The architecture Multica points toward treats AI behavior configurations the way package managers treat code dependencies. Teams would pull in a tested “don’t overcomplicate” skill the same way they install a library — versioned, composable, replaceable. No such standard exists yet. There is no npm for agent behavior, no established format for packaging and sharing the accumulated prompt engineering that makes AI tools actually usable in production. Multica is a bet that this gap becomes infrastructure.
That bet has a real competitive implication. Right now, most development teams treat model selection as their primary lever — GPT-4 versus Claude versus Gemini. But if behavioral configurations become the reusable, shareable layer that determines how well any model performs on real codebases, the advantage shifts. A team that has spent six months refining configurations for code review discipline, assumption-surfacing, and minimal abstraction owns something that a team on a better model does not. The model becomes a commodity; the configuration library becomes the moat.

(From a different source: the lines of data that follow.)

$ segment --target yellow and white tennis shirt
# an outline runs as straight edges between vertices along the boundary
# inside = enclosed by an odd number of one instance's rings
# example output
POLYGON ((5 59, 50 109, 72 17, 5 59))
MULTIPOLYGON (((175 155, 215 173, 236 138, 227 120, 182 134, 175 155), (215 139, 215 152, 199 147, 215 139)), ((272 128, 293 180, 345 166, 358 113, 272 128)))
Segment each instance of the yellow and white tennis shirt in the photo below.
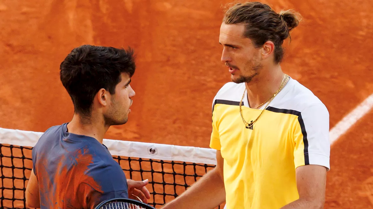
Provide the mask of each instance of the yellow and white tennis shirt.
MULTIPOLYGON (((329 113, 312 92, 290 78, 253 129, 239 113, 244 83, 225 85, 214 98, 210 147, 220 150, 228 209, 276 209, 299 198, 295 169, 330 169, 329 113)), ((242 108, 247 122, 263 109, 242 108)), ((262 108, 263 108, 262 107, 262 108)))

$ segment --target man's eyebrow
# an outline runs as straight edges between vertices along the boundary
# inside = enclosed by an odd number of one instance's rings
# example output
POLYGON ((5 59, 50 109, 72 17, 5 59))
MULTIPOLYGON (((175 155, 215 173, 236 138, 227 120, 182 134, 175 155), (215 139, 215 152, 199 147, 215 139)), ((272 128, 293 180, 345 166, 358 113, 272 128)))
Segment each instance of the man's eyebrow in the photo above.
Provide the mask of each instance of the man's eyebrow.
POLYGON ((125 86, 128 86, 129 85, 129 83, 131 83, 131 79, 129 78, 129 80, 128 81, 128 82, 126 84, 126 85, 125 85, 125 86))
POLYGON ((220 42, 219 42, 219 44, 220 44, 220 45, 224 45, 224 46, 229 46, 230 47, 234 47, 235 48, 236 48, 238 47, 237 46, 235 46, 234 45, 232 45, 231 44, 222 44, 222 43, 220 43, 220 42))

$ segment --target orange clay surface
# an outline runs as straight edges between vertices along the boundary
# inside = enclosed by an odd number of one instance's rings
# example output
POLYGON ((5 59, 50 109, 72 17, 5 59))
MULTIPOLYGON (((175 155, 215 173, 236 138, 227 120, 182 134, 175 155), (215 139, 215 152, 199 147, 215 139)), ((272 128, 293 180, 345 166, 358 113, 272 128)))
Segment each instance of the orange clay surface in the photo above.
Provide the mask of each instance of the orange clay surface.
MULTIPOLYGON (((373 3, 265 2, 302 15, 282 66, 324 103, 332 128, 373 92, 373 3)), ((44 132, 69 121, 73 106, 59 79, 65 56, 84 44, 129 45, 136 96, 129 122, 106 138, 208 147, 212 100, 230 81, 218 41, 228 3, 0 0, 0 127, 44 132)), ((332 145, 325 208, 373 208, 372 116, 332 145)))

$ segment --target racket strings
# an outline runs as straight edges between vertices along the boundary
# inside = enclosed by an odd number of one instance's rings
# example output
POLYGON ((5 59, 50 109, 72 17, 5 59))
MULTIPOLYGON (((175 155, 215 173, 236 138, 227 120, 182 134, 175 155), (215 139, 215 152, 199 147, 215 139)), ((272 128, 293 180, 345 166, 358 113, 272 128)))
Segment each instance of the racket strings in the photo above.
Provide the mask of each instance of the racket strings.
POLYGON ((145 209, 145 208, 132 203, 112 202, 107 203, 101 207, 100 209, 145 209))

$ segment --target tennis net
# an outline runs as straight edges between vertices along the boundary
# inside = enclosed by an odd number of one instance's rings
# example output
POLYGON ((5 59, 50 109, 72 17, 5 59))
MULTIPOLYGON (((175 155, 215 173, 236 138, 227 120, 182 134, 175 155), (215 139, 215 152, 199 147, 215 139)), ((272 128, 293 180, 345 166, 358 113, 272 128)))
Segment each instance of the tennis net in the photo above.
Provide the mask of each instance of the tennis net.
MULTIPOLYGON (((1 208, 27 208, 31 151, 43 134, 0 128, 1 208)), ((211 149, 107 139, 103 144, 127 178, 149 179, 148 204, 156 208, 180 194, 216 164, 216 152, 211 149)))

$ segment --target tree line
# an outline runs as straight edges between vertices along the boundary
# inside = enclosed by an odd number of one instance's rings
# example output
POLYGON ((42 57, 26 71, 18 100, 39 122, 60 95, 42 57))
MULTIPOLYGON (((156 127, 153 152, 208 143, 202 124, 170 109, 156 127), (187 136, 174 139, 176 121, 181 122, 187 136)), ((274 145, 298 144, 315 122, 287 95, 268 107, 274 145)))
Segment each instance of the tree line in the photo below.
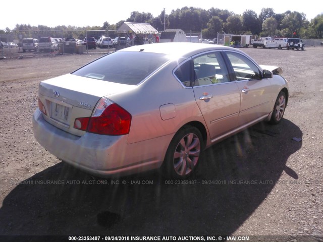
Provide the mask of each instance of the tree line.
MULTIPOLYGON (((309 21, 306 19, 306 15, 303 13, 288 11, 278 14, 270 8, 262 8, 258 15, 251 10, 247 10, 242 15, 238 15, 227 10, 218 8, 212 8, 206 10, 185 7, 180 9, 173 10, 169 15, 166 15, 164 11, 162 11, 158 16, 155 17, 150 13, 134 11, 125 21, 121 20, 114 24, 110 24, 106 21, 102 26, 76 27, 58 26, 51 28, 44 25, 36 27, 17 24, 13 30, 73 29, 75 32, 85 29, 115 30, 126 21, 148 23, 158 31, 161 31, 164 29, 164 19, 166 29, 181 29, 186 32, 201 33, 203 37, 205 38, 216 38, 218 33, 287 38, 293 36, 303 38, 321 38, 323 36, 323 15, 318 15, 309 21)), ((7 33, 11 31, 8 28, 6 30, 7 33)))

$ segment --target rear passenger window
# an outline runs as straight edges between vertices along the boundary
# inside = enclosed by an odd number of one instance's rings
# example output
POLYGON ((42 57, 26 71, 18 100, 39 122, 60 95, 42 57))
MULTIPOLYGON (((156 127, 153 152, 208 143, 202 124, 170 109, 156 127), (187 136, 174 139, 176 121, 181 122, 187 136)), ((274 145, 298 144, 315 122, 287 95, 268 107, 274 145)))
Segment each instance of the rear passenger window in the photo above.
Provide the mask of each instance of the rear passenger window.
POLYGON ((186 62, 174 72, 176 77, 186 87, 191 86, 191 63, 189 60, 186 62))

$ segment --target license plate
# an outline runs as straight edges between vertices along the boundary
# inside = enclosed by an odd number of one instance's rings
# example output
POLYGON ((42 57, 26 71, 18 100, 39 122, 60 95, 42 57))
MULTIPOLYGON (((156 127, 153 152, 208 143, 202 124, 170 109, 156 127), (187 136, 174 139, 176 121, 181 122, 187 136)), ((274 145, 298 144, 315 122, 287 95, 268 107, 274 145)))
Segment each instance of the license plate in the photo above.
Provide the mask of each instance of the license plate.
POLYGON ((68 125, 70 108, 58 103, 51 103, 51 117, 57 121, 68 125))

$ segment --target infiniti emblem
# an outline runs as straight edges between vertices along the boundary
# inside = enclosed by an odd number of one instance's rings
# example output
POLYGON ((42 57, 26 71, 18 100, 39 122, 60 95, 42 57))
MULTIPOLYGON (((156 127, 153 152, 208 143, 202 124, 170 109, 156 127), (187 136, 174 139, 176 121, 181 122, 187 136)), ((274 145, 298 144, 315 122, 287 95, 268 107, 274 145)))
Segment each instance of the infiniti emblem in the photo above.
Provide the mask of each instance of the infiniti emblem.
POLYGON ((59 97, 60 96, 60 93, 57 91, 54 91, 53 94, 54 94, 54 96, 55 97, 59 97))

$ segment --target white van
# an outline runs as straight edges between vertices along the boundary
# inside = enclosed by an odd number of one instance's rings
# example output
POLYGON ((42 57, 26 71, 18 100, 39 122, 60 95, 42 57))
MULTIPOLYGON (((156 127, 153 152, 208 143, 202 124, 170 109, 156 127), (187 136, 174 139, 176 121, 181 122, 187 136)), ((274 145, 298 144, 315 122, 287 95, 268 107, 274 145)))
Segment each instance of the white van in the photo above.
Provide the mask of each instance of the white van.
POLYGON ((275 38, 275 40, 267 42, 266 47, 267 48, 277 48, 282 49, 283 48, 287 48, 288 39, 287 38, 275 38))
POLYGON ((159 43, 186 42, 186 34, 181 29, 166 29, 159 37, 159 43))

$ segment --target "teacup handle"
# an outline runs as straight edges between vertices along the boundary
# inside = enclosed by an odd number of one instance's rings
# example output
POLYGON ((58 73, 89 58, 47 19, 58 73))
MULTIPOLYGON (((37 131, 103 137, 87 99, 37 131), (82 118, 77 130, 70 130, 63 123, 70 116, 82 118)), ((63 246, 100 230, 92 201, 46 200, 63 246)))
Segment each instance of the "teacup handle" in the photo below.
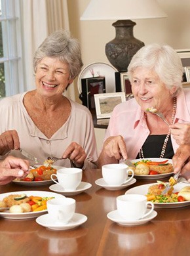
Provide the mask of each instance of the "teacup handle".
POLYGON ((149 204, 151 205, 151 209, 147 213, 145 213, 143 217, 142 217, 141 219, 144 218, 146 216, 148 216, 149 214, 151 214, 153 211, 154 207, 155 207, 153 203, 152 203, 151 202, 146 202, 147 207, 149 204))
POLYGON ((56 175, 55 173, 52 173, 52 174, 51 175, 51 179, 52 179, 55 183, 57 183, 57 184, 58 184, 60 185, 59 182, 58 182, 56 181, 55 181, 55 180, 54 179, 53 176, 55 176, 55 177, 56 177, 56 179, 58 179, 57 175, 56 175))
POLYGON ((129 173, 132 173, 132 175, 129 179, 127 179, 127 180, 125 181, 125 182, 123 184, 125 184, 126 182, 128 182, 130 181, 131 181, 134 177, 134 171, 132 169, 128 169, 126 171, 127 174, 128 175, 129 173))

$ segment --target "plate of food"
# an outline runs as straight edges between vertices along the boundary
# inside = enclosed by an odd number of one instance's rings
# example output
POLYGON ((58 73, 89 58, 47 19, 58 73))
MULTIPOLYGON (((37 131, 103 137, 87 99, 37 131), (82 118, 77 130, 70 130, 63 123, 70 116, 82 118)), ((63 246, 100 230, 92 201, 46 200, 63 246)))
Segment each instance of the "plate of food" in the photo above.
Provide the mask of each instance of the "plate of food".
POLYGON ((143 158, 130 161, 135 167, 134 177, 141 179, 160 179, 171 176, 174 172, 172 160, 168 158, 143 158))
POLYGON ((16 191, 0 194, 0 211, 5 219, 22 219, 35 218, 47 213, 47 201, 65 196, 48 191, 16 191))
POLYGON ((64 168, 58 165, 35 165, 37 168, 32 168, 29 174, 24 179, 15 179, 12 182, 19 185, 24 186, 43 186, 54 183, 50 176, 56 173, 57 170, 64 168))
POLYGON ((156 208, 178 208, 190 205, 190 185, 177 183, 172 186, 166 194, 162 195, 167 182, 138 186, 127 190, 125 194, 138 194, 147 196, 147 200, 152 202, 156 208))

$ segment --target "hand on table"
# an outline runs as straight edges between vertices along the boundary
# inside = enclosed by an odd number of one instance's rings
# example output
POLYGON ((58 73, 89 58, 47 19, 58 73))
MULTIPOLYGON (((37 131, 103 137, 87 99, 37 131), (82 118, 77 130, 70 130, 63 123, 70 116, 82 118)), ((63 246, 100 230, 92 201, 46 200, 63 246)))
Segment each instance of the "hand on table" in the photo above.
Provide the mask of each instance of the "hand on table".
POLYGON ((109 158, 114 158, 117 160, 127 159, 125 142, 122 136, 110 137, 104 142, 102 151, 109 158))
POLYGON ((181 171, 181 175, 190 182, 190 145, 180 145, 173 158, 174 173, 181 171))
POLYGON ((72 142, 64 152, 62 158, 69 158, 77 167, 82 167, 86 158, 84 149, 77 142, 72 142))
POLYGON ((28 175, 29 168, 28 160, 7 156, 0 163, 0 184, 7 184, 16 177, 24 177, 28 175))

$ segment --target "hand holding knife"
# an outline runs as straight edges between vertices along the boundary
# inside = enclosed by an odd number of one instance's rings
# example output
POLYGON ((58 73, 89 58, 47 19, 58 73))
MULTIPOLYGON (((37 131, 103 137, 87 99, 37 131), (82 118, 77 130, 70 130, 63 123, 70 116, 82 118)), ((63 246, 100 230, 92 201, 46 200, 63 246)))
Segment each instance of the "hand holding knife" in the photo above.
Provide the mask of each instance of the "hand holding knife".
POLYGON ((32 156, 31 154, 28 153, 28 152, 26 152, 24 149, 20 148, 18 148, 18 150, 26 158, 29 159, 29 160, 31 160, 31 161, 34 161, 35 163, 38 163, 37 158, 35 158, 35 156, 32 156))

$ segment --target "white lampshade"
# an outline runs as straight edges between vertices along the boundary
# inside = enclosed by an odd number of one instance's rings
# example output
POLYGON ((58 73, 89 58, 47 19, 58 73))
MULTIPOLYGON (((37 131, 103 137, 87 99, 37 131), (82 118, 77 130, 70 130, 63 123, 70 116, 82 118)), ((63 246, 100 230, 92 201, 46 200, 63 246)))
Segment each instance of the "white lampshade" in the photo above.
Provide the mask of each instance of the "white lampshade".
POLYGON ((115 38, 105 45, 105 54, 119 72, 126 72, 134 54, 144 43, 133 35, 133 19, 164 18, 156 0, 91 0, 81 20, 117 20, 115 38))
POLYGON ((91 0, 81 20, 132 20, 166 16, 156 0, 91 0))

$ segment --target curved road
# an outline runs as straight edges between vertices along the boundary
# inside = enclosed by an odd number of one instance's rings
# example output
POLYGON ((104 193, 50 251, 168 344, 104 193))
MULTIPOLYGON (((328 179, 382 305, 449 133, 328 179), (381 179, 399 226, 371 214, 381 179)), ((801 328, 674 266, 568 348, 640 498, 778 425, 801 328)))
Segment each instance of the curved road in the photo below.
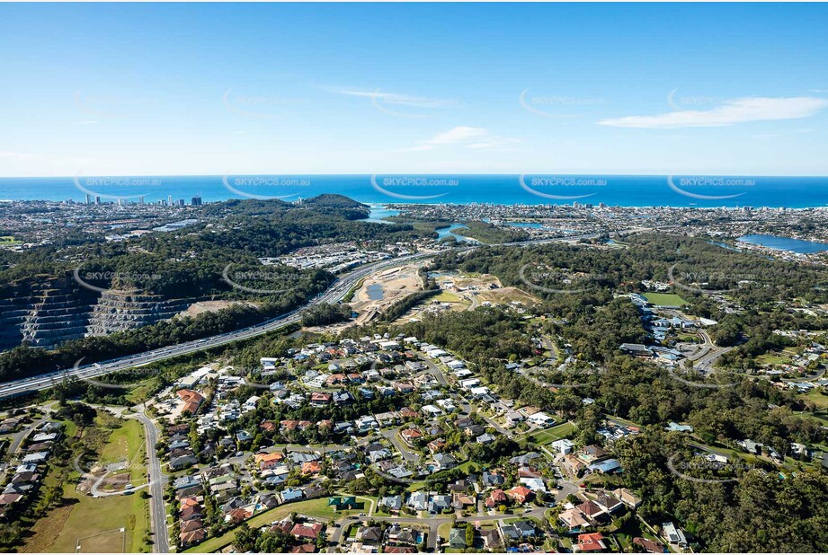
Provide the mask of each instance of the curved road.
MULTIPOLYGON (((579 235, 577 237, 566 237, 566 241, 572 241, 573 239, 582 239, 593 237, 593 234, 584 234, 579 235)), ((489 246, 533 246, 538 244, 543 244, 547 242, 553 242, 556 241, 561 241, 563 238, 555 238, 555 239, 539 239, 536 241, 527 241, 527 242, 507 242, 503 243, 502 245, 489 245, 489 246)), ((458 251, 473 251, 477 246, 462 246, 458 247, 455 250, 458 251)), ((342 278, 334 281, 331 286, 321 293, 320 295, 314 297, 307 304, 298 308, 292 312, 289 312, 286 314, 282 314, 267 322, 264 322, 254 326, 250 326, 248 328, 243 328, 236 331, 229 331, 227 333, 222 333, 220 335, 215 335, 209 338, 204 338, 201 339, 195 339, 192 341, 187 341, 186 343, 180 343, 178 345, 171 345, 169 347, 164 347, 157 348, 152 351, 147 351, 144 353, 139 353, 136 355, 129 355, 129 357, 122 357, 120 358, 116 358, 103 363, 95 363, 93 365, 87 365, 85 366, 76 366, 72 368, 67 368, 65 370, 60 370, 58 372, 52 372, 50 374, 43 374, 37 376, 32 376, 31 378, 25 378, 22 380, 17 380, 14 382, 8 382, 2 384, 0 388, 0 398, 3 397, 11 397, 13 395, 21 395, 22 393, 28 393, 31 392, 36 392, 40 390, 49 389, 54 387, 60 383, 63 380, 68 377, 77 377, 77 378, 93 378, 110 374, 112 372, 118 372, 120 370, 126 370, 128 368, 134 368, 138 366, 143 366, 153 362, 158 362, 160 360, 165 360, 167 358, 173 358, 174 357, 180 357, 182 355, 188 355, 190 353, 195 353, 198 351, 205 350, 208 348, 212 348, 214 347, 218 347, 221 345, 227 345, 227 343, 232 343, 234 341, 238 341, 241 339, 247 339, 254 338, 264 333, 268 333, 274 330, 279 330, 280 328, 284 328, 285 326, 296 323, 302 319, 302 313, 307 311, 308 308, 315 304, 319 304, 323 303, 336 303, 343 300, 347 295, 348 292, 357 285, 360 280, 363 278, 374 273, 376 271, 387 269, 388 268, 393 268, 395 266, 402 266, 408 264, 409 262, 431 258, 440 254, 441 251, 435 252, 421 252, 417 254, 409 254, 406 256, 401 256, 399 258, 392 259, 390 260, 381 260, 378 262, 374 262, 372 264, 367 264, 361 268, 359 268, 348 274, 345 274, 342 278)))
POLYGON ((210 338, 196 339, 193 341, 188 341, 186 343, 180 343, 178 345, 165 347, 152 351, 147 351, 145 353, 116 358, 109 362, 88 365, 85 366, 77 366, 71 369, 40 374, 23 380, 18 380, 16 382, 9 382, 4 383, 2 389, 0 389, 0 397, 10 397, 13 395, 20 395, 22 393, 27 393, 42 389, 49 389, 58 384, 67 377, 97 377, 110 374, 111 372, 118 372, 120 370, 142 366, 153 362, 158 362, 160 360, 172 358, 174 357, 180 357, 182 355, 187 355, 214 347, 227 345, 227 343, 232 343, 234 341, 247 339, 259 335, 263 335, 274 330, 279 330, 280 328, 284 328, 285 326, 298 322, 302 319, 302 313, 315 304, 323 303, 335 303, 337 301, 341 301, 345 297, 345 295, 348 295, 348 292, 351 290, 351 288, 359 283, 361 279, 373 272, 386 269, 387 268, 392 268, 394 266, 407 264, 414 260, 429 258, 434 255, 435 253, 433 252, 411 254, 390 260, 382 260, 379 262, 374 262, 373 264, 368 264, 335 280, 326 291, 314 297, 314 299, 305 306, 296 309, 286 314, 282 314, 277 318, 269 320, 265 322, 256 324, 254 326, 250 326, 248 328, 243 328, 242 330, 236 331, 216 335, 210 338))

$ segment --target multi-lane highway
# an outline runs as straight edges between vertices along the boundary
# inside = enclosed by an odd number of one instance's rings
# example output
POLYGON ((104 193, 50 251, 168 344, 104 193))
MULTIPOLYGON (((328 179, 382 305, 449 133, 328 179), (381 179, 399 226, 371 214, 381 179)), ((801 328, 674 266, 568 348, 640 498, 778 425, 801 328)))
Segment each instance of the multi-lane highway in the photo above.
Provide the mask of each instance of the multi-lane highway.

Karpathy’s observations gave this one CLAUDE.md file its raw material. Multica is the attempt to turn that kind of distilled expertise into infrastructure others can build on. Whether Multica itself succeeds or not, the underlying pattern — capture hard-won behavioral knowledge, version it, share it — will define how serious engineering teams approach AI tooling over the next few years.
What Developers Should Actually Do Right Now
Drop a CLAUDE.md file into the root of any project using Claude Code. The setup takes under five minutes. The payoff is an AI assistant that stops making silent assumptions and starts asking clarifying questions before it compounds a bad decision into a 1,000-line abstraction that should have been 100.
The file works because Claude Code reads it as persistent context at the start of every session. You write behavioral rules once — stop removing comments you don’t understand, surface inconsistencies before proceeding, present tradeoffs rather than picking one silently — and those rules travel with the project. The Multica project on GitHub has already packaged a ready-to-use version of this file, distilled directly from Karpathy’s observations about where AI coding agents fail. Clone it, paste it in, and you have a starting point that addresses the specific failure modes Karpathy named: unchecked assumptions, bloated code, deleted comments, no pushback.
Treat CLAUDE.md as a living document. The teams that will get the most out of it are the ones that version it alongside their code — logging what rule was added, what failure triggered it, and when. A changelog entry that reads “added clarification requirement after agent silently rewrote auth logic based on wrong assumption — 2024-11-14” is more valuable than the rule itself. It builds a record of where the model’s defaults diverge from your team’s actual standards.
Watch the Multica project. Its creator is building an open-source platform for running and managing coding agents with reusable skills, and the CLAUDE.md file is an early artifact of a broader ecosystem taking shape. Developers who contribute behavioral rules to shared libraries now — testing what constraints actually change model behavior at scale — are positioning themselves to influence how AI coding norms get standardized. The teams writing the rules today are the ones whose defaults everyone else will inherit.